Spacy: Details/paper used for recent NER implementation

Created on 16 Mar 2018 · 3Comments · Source: explosion/spaCy

Hi,

I am a PhD student and considering including comparison of my method for customized entity recognition with SpaCy one. Can you provide the description or the paper of the approach that lies in NER implementation?

Thank you in advance,
Luiza

docs

Source

muzaluisa

Most helpful comment

Hi Luiza,

There's no paper published, as the algorithm wasn't designed for an academic contribution, and details are subject to change. The overall approach is quite similar to the paper by Strubell et al (2017): https://arxiv.org/abs/1702.02098 . The main differences are that we use a different embedding method, a transition-based framework to facilitate imitation learning, and the convolutional layers use residual connections instead of dilation.

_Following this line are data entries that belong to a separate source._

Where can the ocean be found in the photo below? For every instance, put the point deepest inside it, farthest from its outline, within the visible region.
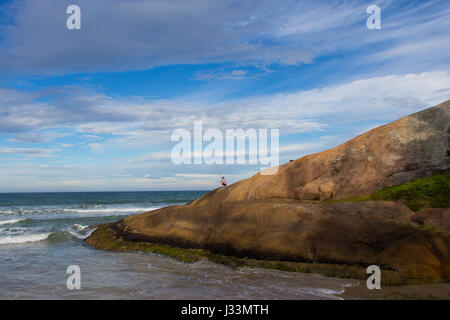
(41, 235)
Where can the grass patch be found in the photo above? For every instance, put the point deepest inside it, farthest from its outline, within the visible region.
(433, 192)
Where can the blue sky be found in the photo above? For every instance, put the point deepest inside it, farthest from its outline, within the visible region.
(93, 109)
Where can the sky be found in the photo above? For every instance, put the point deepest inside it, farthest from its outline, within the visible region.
(94, 109)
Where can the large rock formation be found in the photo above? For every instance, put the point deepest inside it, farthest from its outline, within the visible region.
(279, 217)
(410, 148)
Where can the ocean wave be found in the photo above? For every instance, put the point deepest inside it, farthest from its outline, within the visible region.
(79, 235)
(12, 221)
(108, 210)
(24, 238)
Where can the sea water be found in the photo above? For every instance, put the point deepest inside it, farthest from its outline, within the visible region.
(41, 234)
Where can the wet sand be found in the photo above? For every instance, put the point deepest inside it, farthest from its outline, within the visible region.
(438, 291)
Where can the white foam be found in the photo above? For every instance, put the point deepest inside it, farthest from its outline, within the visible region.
(24, 239)
(10, 221)
(109, 210)
(80, 236)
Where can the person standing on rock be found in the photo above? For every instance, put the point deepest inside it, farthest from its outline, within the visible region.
(223, 181)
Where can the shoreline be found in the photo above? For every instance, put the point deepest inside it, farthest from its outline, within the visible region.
(393, 286)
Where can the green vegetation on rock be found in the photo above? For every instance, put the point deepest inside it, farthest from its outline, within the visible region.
(433, 192)
(104, 238)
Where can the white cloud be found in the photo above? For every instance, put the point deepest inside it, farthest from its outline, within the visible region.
(28, 151)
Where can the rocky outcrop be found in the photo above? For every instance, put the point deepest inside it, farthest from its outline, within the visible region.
(407, 149)
(275, 217)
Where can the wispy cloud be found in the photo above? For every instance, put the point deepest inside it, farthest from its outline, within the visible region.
(28, 151)
(253, 32)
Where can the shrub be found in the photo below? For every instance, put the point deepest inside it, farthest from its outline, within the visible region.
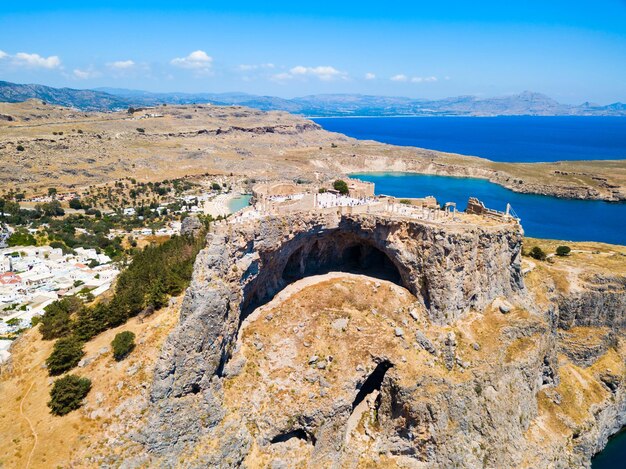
(21, 238)
(123, 344)
(341, 186)
(56, 321)
(76, 204)
(563, 251)
(68, 393)
(65, 355)
(537, 253)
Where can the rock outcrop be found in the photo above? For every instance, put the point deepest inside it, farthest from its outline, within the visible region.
(447, 361)
(451, 269)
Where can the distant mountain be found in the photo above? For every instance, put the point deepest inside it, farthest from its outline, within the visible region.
(526, 103)
(83, 99)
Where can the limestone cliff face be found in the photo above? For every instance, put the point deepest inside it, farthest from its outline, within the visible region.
(448, 361)
(601, 303)
(451, 269)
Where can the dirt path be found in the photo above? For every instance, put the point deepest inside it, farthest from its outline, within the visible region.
(30, 424)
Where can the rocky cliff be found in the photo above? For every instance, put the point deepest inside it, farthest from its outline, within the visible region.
(448, 360)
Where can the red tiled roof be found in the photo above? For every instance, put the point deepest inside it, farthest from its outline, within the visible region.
(9, 278)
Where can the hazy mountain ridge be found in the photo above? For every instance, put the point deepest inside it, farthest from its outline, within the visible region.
(526, 103)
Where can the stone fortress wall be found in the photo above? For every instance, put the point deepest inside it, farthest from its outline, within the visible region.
(452, 262)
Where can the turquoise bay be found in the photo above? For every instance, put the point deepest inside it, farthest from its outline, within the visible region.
(542, 216)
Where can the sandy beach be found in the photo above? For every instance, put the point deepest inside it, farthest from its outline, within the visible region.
(220, 204)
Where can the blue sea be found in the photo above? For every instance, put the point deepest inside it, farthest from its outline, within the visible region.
(516, 139)
(513, 139)
(542, 216)
(614, 454)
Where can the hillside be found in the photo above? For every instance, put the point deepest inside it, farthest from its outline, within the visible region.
(66, 148)
(106, 99)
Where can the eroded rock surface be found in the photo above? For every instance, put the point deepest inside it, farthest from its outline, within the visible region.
(420, 368)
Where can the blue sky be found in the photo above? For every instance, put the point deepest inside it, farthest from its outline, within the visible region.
(571, 50)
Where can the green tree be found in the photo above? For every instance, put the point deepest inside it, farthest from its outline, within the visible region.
(51, 209)
(341, 186)
(76, 204)
(56, 321)
(67, 394)
(21, 238)
(123, 344)
(563, 251)
(157, 295)
(65, 355)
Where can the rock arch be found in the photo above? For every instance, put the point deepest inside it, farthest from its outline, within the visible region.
(320, 253)
(451, 267)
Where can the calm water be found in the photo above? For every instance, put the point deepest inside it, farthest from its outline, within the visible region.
(238, 203)
(614, 455)
(515, 139)
(542, 217)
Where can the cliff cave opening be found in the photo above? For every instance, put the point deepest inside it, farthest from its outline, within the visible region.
(342, 252)
(373, 382)
(298, 433)
(356, 258)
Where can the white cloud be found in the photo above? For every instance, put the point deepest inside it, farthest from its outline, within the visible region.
(121, 64)
(85, 74)
(322, 72)
(399, 77)
(282, 76)
(252, 67)
(423, 79)
(197, 60)
(36, 61)
(404, 78)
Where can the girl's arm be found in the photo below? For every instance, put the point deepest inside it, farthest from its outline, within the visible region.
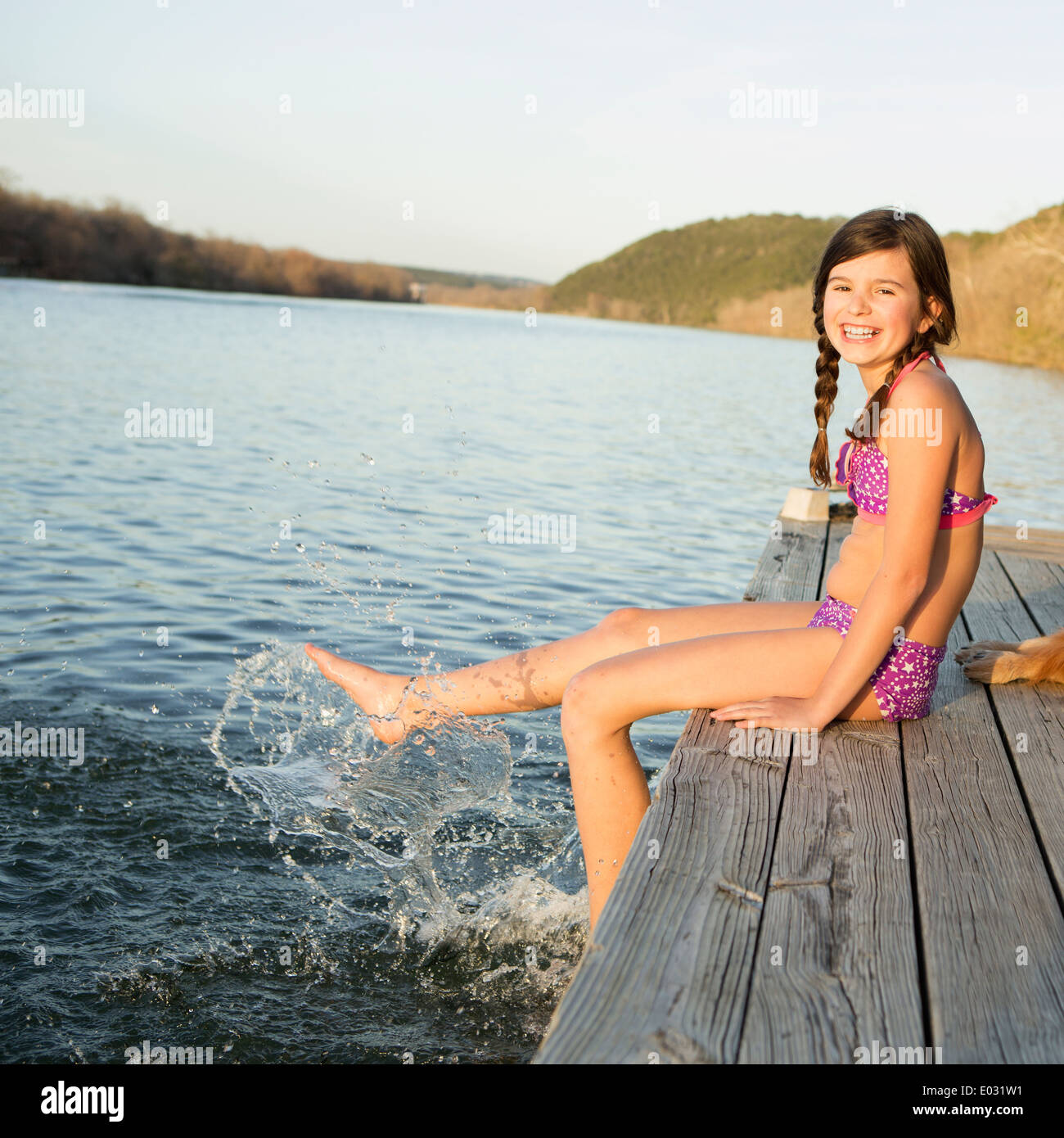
(923, 440)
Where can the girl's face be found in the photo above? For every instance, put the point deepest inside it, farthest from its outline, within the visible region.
(872, 309)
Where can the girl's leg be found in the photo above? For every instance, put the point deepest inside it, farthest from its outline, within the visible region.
(601, 702)
(537, 676)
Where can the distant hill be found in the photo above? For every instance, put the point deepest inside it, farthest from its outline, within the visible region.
(688, 276)
(743, 274)
(755, 274)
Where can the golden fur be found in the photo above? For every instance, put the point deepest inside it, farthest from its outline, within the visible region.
(999, 662)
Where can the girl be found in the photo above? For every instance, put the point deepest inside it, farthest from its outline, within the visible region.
(882, 302)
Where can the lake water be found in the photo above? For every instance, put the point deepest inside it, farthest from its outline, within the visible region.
(236, 863)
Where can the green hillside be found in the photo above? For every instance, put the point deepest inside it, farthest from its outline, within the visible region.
(685, 274)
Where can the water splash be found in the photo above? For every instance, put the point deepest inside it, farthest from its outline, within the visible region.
(461, 866)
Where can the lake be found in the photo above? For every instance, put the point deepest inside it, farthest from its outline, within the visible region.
(232, 860)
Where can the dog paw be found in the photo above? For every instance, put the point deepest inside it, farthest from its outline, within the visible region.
(979, 666)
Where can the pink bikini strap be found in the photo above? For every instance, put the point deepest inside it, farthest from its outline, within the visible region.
(909, 367)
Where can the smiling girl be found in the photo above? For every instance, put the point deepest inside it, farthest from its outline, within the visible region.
(871, 650)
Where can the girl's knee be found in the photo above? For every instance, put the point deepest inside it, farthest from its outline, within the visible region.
(579, 702)
(626, 624)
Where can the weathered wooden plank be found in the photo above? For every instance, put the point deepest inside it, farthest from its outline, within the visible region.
(1041, 544)
(985, 896)
(1031, 717)
(791, 563)
(667, 973)
(1041, 586)
(836, 964)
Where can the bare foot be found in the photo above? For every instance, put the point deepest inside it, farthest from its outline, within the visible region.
(378, 693)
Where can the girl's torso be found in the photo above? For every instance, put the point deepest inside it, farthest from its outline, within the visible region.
(958, 551)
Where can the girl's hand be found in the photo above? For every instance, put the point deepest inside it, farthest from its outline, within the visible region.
(781, 712)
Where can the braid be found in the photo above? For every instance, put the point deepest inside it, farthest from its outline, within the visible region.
(827, 388)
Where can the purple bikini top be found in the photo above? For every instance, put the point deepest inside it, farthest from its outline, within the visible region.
(863, 470)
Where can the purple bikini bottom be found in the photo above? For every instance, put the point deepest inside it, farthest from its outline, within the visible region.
(905, 682)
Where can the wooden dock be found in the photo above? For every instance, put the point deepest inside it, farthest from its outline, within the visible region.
(903, 892)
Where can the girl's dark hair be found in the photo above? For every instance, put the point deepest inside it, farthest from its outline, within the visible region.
(874, 231)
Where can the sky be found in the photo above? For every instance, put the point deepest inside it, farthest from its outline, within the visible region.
(530, 139)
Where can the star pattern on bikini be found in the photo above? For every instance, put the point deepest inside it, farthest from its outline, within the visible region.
(909, 670)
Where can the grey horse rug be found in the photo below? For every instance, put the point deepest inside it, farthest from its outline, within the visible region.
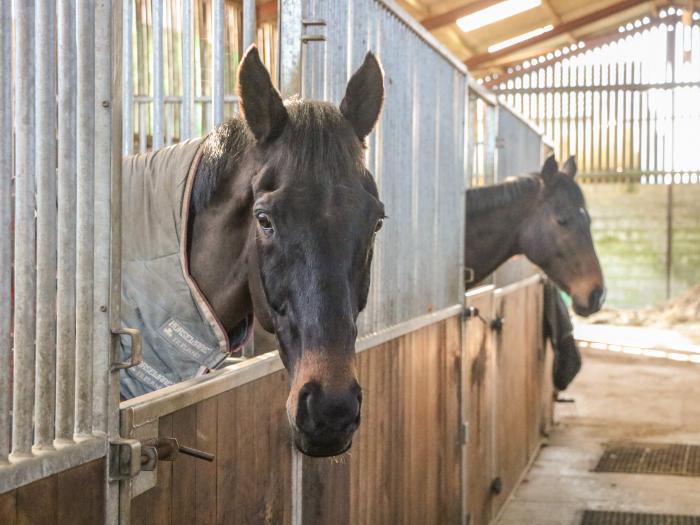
(181, 335)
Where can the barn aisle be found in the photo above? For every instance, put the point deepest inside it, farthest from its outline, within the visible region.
(615, 398)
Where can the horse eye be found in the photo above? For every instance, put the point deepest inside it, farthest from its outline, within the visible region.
(264, 222)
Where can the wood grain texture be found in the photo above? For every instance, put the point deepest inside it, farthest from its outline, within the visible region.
(72, 497)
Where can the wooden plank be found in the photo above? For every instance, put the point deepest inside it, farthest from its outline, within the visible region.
(205, 472)
(81, 494)
(184, 468)
(8, 507)
(480, 412)
(37, 502)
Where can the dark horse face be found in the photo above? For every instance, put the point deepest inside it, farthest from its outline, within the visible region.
(557, 237)
(316, 211)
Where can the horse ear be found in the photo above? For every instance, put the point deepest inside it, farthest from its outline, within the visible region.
(550, 167)
(570, 167)
(261, 104)
(364, 96)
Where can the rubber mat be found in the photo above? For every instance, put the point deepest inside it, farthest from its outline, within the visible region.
(651, 458)
(602, 517)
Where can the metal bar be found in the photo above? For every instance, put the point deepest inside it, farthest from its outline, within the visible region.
(218, 62)
(65, 287)
(119, 68)
(128, 78)
(187, 87)
(25, 260)
(102, 335)
(45, 372)
(5, 221)
(158, 59)
(249, 23)
(85, 31)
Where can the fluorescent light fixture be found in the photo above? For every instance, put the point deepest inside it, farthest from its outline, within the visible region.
(519, 38)
(495, 13)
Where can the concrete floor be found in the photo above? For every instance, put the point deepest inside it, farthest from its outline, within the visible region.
(616, 397)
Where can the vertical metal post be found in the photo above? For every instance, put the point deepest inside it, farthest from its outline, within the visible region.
(187, 87)
(217, 90)
(85, 16)
(5, 220)
(65, 304)
(25, 260)
(289, 62)
(249, 23)
(102, 334)
(46, 226)
(158, 93)
(128, 78)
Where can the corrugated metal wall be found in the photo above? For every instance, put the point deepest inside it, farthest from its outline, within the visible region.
(416, 153)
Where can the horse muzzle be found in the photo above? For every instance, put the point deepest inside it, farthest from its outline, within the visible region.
(595, 302)
(326, 421)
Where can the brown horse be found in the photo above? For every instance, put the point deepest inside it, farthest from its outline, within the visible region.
(283, 218)
(544, 217)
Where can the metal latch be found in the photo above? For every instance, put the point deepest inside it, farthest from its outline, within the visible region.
(128, 457)
(135, 335)
(124, 458)
(313, 37)
(167, 449)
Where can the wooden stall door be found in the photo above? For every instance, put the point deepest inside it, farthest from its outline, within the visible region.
(477, 409)
(517, 391)
(404, 465)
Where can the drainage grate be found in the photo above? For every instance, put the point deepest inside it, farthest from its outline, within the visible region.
(602, 517)
(651, 458)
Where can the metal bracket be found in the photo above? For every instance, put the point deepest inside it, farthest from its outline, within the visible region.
(124, 459)
(135, 358)
(464, 432)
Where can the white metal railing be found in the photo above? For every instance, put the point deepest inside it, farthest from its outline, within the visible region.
(55, 244)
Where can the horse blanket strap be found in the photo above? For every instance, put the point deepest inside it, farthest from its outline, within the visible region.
(181, 335)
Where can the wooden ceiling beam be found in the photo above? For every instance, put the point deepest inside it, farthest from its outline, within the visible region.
(451, 16)
(592, 41)
(560, 29)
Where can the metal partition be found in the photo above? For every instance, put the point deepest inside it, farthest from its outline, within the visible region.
(56, 187)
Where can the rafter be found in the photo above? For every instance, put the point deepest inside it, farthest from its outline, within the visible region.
(558, 30)
(448, 17)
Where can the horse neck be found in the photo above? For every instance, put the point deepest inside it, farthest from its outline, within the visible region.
(494, 220)
(220, 227)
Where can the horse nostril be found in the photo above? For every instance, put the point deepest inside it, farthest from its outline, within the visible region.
(595, 300)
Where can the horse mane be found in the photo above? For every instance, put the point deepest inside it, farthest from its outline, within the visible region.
(313, 133)
(221, 152)
(486, 198)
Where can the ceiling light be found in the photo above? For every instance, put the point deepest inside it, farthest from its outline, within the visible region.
(495, 13)
(519, 38)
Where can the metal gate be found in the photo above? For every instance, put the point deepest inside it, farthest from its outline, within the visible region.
(59, 188)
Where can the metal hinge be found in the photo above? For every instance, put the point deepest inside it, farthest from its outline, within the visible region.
(464, 432)
(128, 457)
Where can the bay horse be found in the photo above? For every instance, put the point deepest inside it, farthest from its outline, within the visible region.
(543, 217)
(282, 222)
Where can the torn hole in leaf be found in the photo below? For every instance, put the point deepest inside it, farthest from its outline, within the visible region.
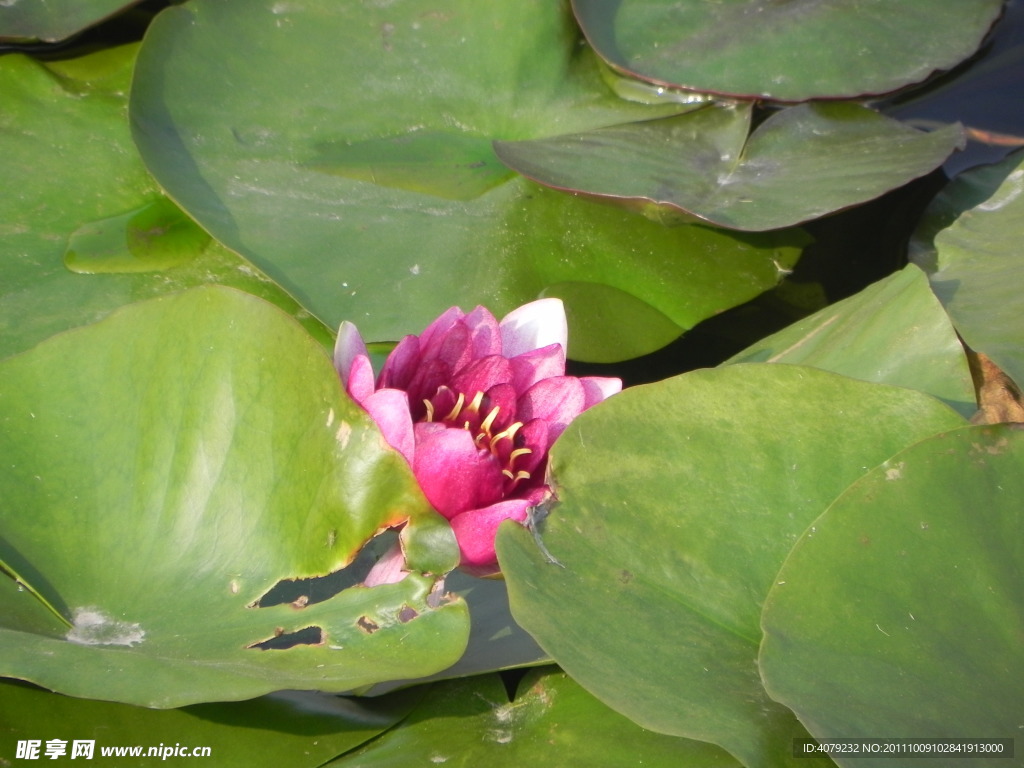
(302, 592)
(408, 613)
(283, 640)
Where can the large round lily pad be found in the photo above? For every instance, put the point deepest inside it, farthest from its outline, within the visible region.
(166, 468)
(788, 51)
(969, 243)
(678, 502)
(900, 612)
(802, 163)
(84, 202)
(351, 160)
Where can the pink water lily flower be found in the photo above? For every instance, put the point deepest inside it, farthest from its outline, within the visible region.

I think it's probably better to compare against Strubell's work. This will allow a cleaner comparison, as the system in that paper was designed to have fewer moving parts, to make it more obvious what matters and what doesn't. In spaCy I designed for a mix of performance and usability concerns.

Edit: Actually I typed all that and realised I'm probably missing the point. If you're comparing on a non-English corpus, and need a tool you can actually run as a baseline, then yes it makes sense to compare against spaCy. This video is currently the best description of the NER: https://www.youtube.com/watch?v=sqDHBH9IjRU

honnibal on 16 Mar 2018

👍3

All 3 comments

Hi Luiza,

honnibal on 16 Mar 2018

👍3

Hi,
I understand that one might need to have a compromise between the speed and the accuracy. I indeed then choose Strubell's work for the baseline, but thank you a lot for the quick reply, I hope that can be helpful as well for other researchers as well some info is given about NER implementation :)

muzaluisa on 17 Mar 2018

This thread has been automatically locked since there has not been any recent activity after it was closed. Please open a new issue for related bugs.